Green Project Gets Green Light

For its part, the River Arts co-op relied on NYCEEC not just for financing, but also to break the impasse with Con Ed. The board at the 78-year-old complex – two buildings spanning two city blocks, each with a single-pipe steam boiler – had decided to convert to natural gas back in 2012. The switch was designed both to save money and to comply with Local Law 43, which mandated that existing No. 6 boilers convert to No. 4 heating oil or an equivalent cleaner fuel by 2015.

“The city was putting in gas lines, but we weren’t in one of the designated areas,” says Jack Fogle, the co-op’s building manager and a River Arts resident since 1981. “We wanted to know how we could get in on the deal, which is when we learned about the cluster program and started organizing to get a group together.”

The next step was getting to the right people at Con Ed – which is where Constable stepped in. “I was at a Community Board meeting in Harlem when I learned about the so-called 158th Street cluster efforts,” she recalls. “River Arts and the other buildings had approached Con Ed separately, but I realized they had to band together to hammer out a deal.” With the help of staffers from the NYC Clean Heat program, Constable lobbied Con Ed for two years until the utility finally agreed to install a gas line on their dime.

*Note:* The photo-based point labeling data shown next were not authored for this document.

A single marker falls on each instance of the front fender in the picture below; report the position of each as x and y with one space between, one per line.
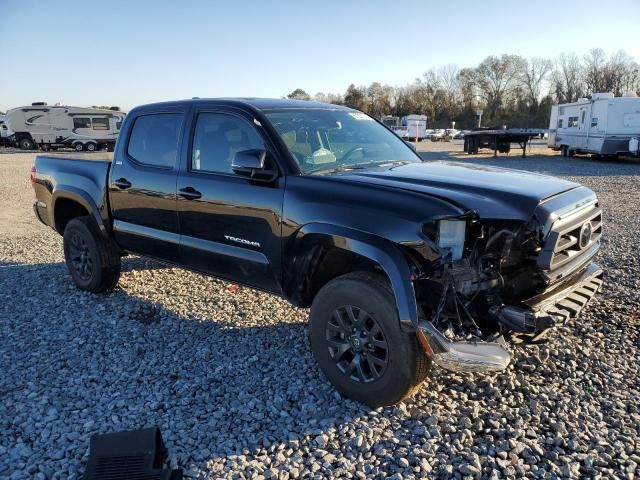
382 252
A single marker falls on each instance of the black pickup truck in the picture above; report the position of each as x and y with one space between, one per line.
403 262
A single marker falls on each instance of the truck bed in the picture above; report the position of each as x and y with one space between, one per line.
84 176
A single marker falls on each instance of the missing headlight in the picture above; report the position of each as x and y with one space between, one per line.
451 235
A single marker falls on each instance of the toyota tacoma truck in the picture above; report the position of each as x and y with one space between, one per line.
403 263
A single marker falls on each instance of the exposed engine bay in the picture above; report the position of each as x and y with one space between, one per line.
489 286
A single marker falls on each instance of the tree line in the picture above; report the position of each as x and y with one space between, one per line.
509 89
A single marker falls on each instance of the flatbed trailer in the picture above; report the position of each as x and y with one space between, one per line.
499 140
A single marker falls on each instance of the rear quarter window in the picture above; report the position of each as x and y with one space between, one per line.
154 139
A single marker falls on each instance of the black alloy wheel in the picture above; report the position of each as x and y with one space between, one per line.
357 344
80 257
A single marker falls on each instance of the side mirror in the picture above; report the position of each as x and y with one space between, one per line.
252 164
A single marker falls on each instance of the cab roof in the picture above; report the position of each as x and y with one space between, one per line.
257 103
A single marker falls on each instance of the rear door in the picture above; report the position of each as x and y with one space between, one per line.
230 225
142 184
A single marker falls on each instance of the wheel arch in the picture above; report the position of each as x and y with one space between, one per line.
70 202
322 252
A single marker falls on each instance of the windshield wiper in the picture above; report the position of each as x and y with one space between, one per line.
359 166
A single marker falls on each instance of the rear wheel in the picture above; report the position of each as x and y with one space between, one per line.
93 262
357 341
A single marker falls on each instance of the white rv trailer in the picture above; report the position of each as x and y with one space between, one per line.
602 125
416 126
4 132
52 127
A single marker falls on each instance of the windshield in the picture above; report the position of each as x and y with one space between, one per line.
324 141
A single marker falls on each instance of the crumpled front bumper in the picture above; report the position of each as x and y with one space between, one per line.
567 300
559 303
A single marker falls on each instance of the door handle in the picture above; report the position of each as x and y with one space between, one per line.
122 183
189 193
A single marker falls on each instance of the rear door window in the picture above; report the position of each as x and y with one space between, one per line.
217 139
154 139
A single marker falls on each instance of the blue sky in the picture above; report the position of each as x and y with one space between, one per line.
121 52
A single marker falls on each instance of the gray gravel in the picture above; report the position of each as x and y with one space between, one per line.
230 380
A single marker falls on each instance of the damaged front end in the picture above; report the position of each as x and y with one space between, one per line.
488 281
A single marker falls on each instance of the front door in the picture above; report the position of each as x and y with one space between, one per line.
142 186
230 225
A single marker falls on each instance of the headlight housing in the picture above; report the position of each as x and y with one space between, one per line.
451 235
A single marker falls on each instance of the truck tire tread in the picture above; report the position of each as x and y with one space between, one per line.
108 271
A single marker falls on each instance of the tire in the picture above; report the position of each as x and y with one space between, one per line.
93 262
379 364
25 143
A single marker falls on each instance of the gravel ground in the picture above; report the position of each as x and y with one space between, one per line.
230 380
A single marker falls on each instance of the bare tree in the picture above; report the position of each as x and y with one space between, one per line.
595 71
622 74
498 81
299 94
567 78
534 76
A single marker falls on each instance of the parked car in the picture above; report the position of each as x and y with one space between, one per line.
438 135
401 131
403 263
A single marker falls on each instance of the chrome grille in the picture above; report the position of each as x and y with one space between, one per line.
564 251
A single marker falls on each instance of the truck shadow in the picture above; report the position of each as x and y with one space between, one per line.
218 385
117 361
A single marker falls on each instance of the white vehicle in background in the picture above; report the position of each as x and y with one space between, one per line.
416 126
44 126
602 125
4 132
401 131
428 133
438 135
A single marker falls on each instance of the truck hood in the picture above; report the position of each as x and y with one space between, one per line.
492 192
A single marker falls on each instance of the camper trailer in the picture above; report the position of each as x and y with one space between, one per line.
416 126
602 125
40 125
3 131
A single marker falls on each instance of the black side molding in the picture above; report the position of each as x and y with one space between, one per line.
134 455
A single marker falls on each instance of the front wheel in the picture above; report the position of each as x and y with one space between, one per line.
357 341
93 262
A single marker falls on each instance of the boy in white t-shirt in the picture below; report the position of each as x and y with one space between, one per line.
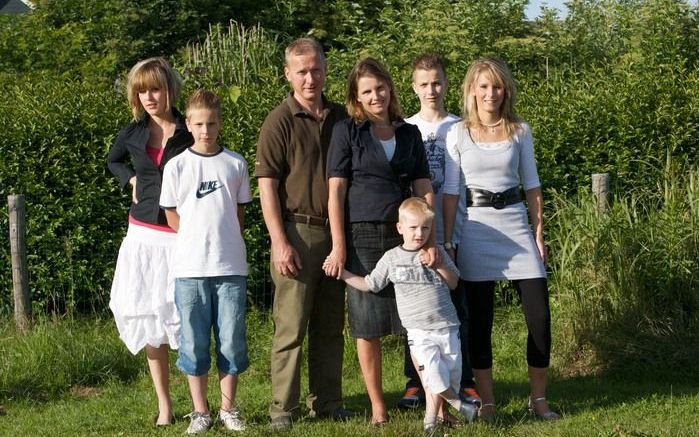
424 307
430 86
204 192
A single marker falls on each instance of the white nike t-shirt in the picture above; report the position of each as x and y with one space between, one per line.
206 190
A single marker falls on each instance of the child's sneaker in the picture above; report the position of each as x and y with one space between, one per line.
232 419
469 411
198 422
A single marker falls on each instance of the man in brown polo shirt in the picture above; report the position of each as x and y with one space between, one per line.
290 167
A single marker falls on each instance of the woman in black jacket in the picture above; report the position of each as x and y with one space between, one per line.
142 297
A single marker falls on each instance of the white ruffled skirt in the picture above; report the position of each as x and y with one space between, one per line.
143 291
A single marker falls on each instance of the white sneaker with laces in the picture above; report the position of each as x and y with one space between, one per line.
198 422
232 419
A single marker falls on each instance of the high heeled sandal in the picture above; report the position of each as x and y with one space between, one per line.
548 415
168 423
487 418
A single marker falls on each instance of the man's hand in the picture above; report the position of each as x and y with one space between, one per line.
286 260
334 263
132 181
429 256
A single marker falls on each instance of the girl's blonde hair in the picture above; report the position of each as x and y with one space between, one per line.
152 73
499 73
370 67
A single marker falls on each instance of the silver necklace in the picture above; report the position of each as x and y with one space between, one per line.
492 126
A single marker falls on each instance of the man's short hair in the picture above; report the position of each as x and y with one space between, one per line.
303 46
417 206
429 61
203 99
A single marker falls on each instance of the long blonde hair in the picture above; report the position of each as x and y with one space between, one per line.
500 74
152 73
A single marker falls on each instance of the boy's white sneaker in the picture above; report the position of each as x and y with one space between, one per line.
232 419
198 422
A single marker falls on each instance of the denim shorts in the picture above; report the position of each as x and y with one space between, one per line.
371 315
216 302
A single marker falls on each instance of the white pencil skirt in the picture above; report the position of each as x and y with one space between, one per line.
142 297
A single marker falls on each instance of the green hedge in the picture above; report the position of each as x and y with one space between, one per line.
625 106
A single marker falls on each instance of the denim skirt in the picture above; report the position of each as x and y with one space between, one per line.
371 314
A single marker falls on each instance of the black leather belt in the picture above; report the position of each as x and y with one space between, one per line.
308 219
478 197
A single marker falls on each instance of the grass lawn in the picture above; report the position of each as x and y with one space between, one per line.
61 381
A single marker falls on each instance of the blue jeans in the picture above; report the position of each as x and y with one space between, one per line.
217 302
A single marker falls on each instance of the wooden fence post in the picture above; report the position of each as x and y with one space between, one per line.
20 282
600 189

NYCEEC needed to move fast to arrange the financing, since River Arts had to have the cash in hand to commit to the cluster – or else the Con Ed deal would fall apart. “We’ve had a green committee for 10 years, so we were aware of NYCEEC and knew they could provide the money,” Fogle says. “But since our underlying mortgage with Berkeley Financial doesn’t allow secondary loans, the lawyers had to make sure there was absolutely nothing that could put us in default.” Because the NYCEEC loan was unsecured, “technically Posie didn’t even have to get approval from Berkeley,” he adds. “But she did, which reassured the board.” And when Constable did the math for them – the five-year, $350,000 loan would cover all project costs, and the savings from the conversion would more than pay off the debt before it came due – the board gave the green light.

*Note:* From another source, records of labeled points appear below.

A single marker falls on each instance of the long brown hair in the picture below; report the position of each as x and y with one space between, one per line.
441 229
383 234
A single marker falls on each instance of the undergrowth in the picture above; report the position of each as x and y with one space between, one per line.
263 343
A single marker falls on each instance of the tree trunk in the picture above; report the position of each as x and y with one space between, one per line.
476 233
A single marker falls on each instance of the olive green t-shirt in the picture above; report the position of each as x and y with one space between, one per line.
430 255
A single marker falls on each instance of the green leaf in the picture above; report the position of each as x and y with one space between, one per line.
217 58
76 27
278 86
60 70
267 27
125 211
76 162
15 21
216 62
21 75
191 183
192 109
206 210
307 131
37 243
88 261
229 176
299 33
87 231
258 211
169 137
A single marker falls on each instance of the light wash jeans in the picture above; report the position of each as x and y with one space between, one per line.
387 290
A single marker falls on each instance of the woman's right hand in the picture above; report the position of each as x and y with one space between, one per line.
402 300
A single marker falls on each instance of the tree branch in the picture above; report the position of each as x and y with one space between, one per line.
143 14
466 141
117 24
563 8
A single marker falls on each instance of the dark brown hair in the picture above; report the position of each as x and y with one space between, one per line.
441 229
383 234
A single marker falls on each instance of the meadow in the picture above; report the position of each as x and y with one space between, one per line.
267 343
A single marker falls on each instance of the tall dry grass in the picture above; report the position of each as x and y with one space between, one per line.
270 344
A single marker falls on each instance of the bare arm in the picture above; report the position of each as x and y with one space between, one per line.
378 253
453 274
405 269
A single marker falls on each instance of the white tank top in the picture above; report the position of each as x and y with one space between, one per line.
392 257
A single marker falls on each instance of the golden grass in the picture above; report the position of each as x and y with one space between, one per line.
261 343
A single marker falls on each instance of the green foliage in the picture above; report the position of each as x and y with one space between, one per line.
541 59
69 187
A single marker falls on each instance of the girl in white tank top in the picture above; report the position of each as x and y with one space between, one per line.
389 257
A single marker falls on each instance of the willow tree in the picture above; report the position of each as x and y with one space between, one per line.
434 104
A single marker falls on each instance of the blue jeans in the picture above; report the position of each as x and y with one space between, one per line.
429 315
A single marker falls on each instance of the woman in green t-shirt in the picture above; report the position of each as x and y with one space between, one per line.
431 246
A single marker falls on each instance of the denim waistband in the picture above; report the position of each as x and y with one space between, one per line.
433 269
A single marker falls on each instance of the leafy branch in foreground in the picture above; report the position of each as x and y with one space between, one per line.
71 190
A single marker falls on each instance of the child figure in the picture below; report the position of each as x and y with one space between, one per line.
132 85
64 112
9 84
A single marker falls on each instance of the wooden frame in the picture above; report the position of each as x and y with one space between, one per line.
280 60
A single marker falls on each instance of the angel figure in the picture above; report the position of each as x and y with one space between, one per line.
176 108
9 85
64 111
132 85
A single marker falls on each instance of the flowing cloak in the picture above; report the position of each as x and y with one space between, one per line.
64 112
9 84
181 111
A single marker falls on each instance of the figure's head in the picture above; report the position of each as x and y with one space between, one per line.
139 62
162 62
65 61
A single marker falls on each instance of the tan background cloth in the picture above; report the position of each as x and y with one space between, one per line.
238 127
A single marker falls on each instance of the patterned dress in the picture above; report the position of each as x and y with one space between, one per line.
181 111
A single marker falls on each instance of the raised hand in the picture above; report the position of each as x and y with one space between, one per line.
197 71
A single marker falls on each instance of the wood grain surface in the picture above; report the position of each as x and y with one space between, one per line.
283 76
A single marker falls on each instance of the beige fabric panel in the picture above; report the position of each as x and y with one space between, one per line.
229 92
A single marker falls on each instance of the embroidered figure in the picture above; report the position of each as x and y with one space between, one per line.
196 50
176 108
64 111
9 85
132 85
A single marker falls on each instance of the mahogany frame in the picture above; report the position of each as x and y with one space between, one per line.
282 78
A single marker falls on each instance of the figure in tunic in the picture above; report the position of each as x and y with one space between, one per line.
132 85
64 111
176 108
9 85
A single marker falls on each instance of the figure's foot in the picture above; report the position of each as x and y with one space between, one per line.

An Arduous Process, but Worth It

After the agreement with Con Ed was signed in 2014, River Arts immediately set to work upgrading the boilers, installing burners, building a meter room, and installing the infrastructure to connect with the new gas line. Unfortunately, Con Ed was way behind schedule. “They kept delaying when they’d get things up and running, and in the meantime we still had to pay off the loan,” says Fogle. “That’s when we hit the panic button. But NYCEEC was reasonable enough to restructure the loan so that we paid only the interest until Con Ed finally got us connected in 2016.”

Thanks to the conversion, River Arts is saving $150,000 a year in energy costs. “Which means our debt will be paid off in no time, and then we’ll book all the savings,” Fogle says. “It was an arduous process that required a very engaged and proactive board, but it was worth it in the end, thanks to NYCEEC. I refer a lot of people to them. We’re already looking at a combined heat and power [cogeneration] project, and now we know where we’ll go for financing.”

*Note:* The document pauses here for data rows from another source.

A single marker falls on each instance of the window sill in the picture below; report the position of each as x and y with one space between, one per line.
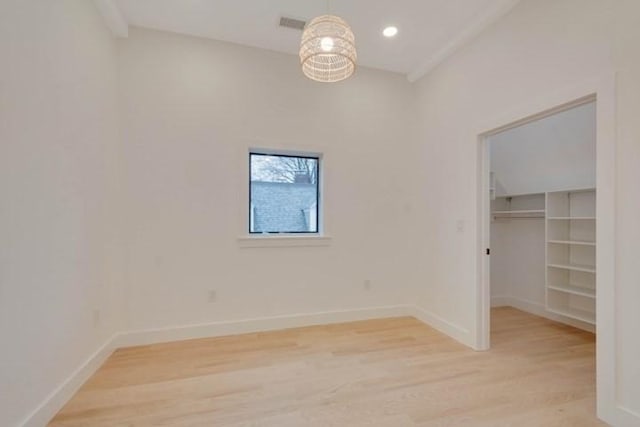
282 241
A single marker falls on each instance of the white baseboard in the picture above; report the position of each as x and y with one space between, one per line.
61 395
500 301
539 310
234 327
436 322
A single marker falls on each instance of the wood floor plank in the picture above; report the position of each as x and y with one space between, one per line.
387 372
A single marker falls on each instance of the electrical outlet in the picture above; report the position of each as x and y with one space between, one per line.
96 318
213 296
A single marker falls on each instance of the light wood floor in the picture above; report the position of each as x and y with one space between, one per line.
390 372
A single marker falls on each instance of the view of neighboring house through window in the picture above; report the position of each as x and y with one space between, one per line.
284 196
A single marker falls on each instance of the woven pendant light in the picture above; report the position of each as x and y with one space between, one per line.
328 49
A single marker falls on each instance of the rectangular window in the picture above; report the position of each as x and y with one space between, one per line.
283 193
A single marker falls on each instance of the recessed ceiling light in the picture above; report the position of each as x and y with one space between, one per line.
390 31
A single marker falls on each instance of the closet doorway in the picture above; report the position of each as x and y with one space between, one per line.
542 195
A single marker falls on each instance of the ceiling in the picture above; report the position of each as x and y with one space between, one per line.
430 30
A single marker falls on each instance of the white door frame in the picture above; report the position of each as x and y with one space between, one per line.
602 90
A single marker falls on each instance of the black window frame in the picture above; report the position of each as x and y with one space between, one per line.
315 157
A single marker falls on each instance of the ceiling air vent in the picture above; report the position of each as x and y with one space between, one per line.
294 24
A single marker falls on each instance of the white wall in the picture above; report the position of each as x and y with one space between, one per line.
192 108
59 192
557 152
541 47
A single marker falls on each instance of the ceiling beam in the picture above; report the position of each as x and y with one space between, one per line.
113 17
484 21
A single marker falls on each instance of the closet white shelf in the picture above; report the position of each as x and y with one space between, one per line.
572 242
519 212
574 290
574 267
572 218
574 313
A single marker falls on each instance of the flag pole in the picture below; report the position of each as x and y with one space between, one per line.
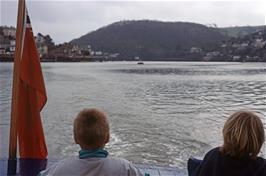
12 157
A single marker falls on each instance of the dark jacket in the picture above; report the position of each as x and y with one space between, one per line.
217 164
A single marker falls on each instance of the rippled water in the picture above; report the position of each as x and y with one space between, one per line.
160 113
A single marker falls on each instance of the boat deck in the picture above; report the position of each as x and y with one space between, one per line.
147 170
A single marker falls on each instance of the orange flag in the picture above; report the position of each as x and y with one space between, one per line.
31 97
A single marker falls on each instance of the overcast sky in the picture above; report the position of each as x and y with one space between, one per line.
66 20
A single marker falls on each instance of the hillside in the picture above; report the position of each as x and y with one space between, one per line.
152 40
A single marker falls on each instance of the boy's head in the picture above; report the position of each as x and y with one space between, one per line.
91 129
243 134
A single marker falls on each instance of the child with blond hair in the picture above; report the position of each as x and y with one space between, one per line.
243 135
91 132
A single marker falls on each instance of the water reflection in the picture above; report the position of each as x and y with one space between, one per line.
160 113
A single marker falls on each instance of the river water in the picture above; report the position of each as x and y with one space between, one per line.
160 113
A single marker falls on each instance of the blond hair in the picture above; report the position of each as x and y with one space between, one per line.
91 129
243 134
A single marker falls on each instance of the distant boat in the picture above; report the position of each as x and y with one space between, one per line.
140 62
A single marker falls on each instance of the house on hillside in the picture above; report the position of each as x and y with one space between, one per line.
43 44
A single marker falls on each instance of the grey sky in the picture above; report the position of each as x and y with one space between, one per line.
66 20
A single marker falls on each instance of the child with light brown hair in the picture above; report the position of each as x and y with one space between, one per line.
244 136
91 132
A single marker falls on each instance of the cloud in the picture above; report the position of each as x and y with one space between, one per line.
66 20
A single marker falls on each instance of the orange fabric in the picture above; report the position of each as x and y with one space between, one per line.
32 98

At present, there are few alternatives. Mortgage giants Fannie Mae and Freddie Mac offer green financing for apartments and co-ops, but only to borrowers who have existing mortgages with them. And banks remain reluctant to do equipment loans, either independently or by partnering with NYCEEC – “because energy-efficient projects are relatively small and don’t involve a lot money, so they just can’t be bothered,” Constable says. “We’re pretty much the only game in town. But by and large, NYCEEC is still a well kept secret, and we don’t want to be. We’re trying to get the word out to co-ops and condos that there’s a pot of money available to them.”